“Il mio lavoro è il fallimento di un disperato tentativo di volerti raccontare tutto.”
Paralipomeni. Cose tralasciate, omesse: integrazione o conferma di fatti, di vicende, appartenenti a tempi e luoghi diversi. Per estensione, un’opera o scritto che sia la continuazione o il completamento di altre opere o scritti.
I paralipomeni come un modo di innestare narrazioni possibili su narrazioni preesistenti, come un metodo di appropriazione di immagini, storie e memorie di persone o fatti per riscrivere racconti, profezie e immaginari. Un’esigenza di restituire piccole porzioni di verità: le mie e forse quelle di qualcun altro. Un lavoro fatto di stratificazioni e sedimentazioni che, nel suo fagocitare le immagini del mondo, si ripiega continuamente su se stesso interrogandosi sui suoi filtri di raccolta e sulle sue possibilità. Il termine restituisce di per sé l’approccio, il metodo di indagine e l’area di interesse tematica più generale. Attraverso un misto di intuito e razionalità, una ricerca di nuovi modi di tenere insieme le cose cercando nessi imprevisti, senza trascurare l’inconscio che occupa un ruolo decisivo nell’espressione di senso.

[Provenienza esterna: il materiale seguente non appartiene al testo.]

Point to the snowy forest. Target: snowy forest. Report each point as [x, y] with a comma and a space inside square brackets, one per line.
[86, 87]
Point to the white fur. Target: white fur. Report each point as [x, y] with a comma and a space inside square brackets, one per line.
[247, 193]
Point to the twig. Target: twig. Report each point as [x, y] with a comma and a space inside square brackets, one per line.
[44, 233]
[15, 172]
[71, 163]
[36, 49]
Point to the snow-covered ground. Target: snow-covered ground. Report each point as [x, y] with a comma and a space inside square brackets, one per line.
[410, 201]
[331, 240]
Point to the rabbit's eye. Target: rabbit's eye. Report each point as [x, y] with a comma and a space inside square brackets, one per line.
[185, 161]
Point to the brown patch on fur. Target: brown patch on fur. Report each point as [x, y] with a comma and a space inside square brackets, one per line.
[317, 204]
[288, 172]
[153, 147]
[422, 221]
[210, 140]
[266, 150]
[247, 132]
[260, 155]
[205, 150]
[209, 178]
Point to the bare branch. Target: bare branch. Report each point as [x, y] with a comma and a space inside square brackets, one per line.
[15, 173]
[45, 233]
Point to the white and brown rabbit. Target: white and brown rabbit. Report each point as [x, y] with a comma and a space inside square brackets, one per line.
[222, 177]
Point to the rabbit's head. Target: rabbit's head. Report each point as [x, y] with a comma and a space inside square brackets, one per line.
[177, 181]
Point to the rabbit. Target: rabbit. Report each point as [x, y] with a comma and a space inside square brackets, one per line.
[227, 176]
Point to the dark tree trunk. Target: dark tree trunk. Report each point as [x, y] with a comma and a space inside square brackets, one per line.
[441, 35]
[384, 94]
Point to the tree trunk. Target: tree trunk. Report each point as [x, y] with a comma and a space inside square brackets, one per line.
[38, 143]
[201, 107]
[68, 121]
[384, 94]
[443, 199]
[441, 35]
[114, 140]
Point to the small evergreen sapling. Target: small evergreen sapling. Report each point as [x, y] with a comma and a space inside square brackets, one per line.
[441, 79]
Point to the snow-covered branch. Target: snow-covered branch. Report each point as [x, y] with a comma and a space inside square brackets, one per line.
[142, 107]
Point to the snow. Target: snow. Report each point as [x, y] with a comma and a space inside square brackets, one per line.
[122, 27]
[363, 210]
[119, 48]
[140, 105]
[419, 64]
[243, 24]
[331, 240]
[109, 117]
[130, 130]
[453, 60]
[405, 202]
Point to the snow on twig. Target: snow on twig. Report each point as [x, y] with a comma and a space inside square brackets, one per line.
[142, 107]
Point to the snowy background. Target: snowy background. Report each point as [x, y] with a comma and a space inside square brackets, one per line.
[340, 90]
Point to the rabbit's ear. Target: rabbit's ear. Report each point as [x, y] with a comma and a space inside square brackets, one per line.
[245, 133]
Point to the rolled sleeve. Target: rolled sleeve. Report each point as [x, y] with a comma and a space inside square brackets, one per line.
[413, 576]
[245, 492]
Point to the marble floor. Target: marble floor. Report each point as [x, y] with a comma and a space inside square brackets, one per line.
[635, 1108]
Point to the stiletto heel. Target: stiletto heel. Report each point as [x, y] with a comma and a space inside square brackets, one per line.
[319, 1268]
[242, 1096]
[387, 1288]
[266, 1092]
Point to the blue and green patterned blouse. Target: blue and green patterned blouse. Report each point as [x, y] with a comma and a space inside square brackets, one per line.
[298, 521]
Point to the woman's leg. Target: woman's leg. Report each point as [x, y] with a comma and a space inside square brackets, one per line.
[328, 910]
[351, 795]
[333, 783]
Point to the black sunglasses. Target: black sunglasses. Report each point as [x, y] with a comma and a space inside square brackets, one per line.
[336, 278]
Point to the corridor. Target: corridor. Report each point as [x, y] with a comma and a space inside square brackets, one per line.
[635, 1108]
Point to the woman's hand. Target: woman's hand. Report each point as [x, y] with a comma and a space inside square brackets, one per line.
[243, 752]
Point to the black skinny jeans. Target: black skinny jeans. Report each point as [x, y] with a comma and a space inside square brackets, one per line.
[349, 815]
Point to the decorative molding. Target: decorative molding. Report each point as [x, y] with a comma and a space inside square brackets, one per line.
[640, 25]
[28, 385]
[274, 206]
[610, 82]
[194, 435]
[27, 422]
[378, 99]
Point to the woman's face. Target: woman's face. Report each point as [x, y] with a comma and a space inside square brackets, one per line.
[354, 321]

Un culto della trasfigurazione, un gioco delle somiglianze. Questa libera associazione di immagini ed elementi mi permette di riflettere sul senso delle cose che sono accadute, che accadono o che potrebbero accadere: un modo per digerire la realtà che mi circonda, nonché di alimentare il mio flusso creativo e stimolare il pensiero divergente. Alla base un interesse per tutte quelle cose che ci riguardano quotidianamente e che contano davvero per noi: una riflessione intorno a concetti quali il benessere dell’individuo e la qualità della vita: ieri, oggi e forse domani.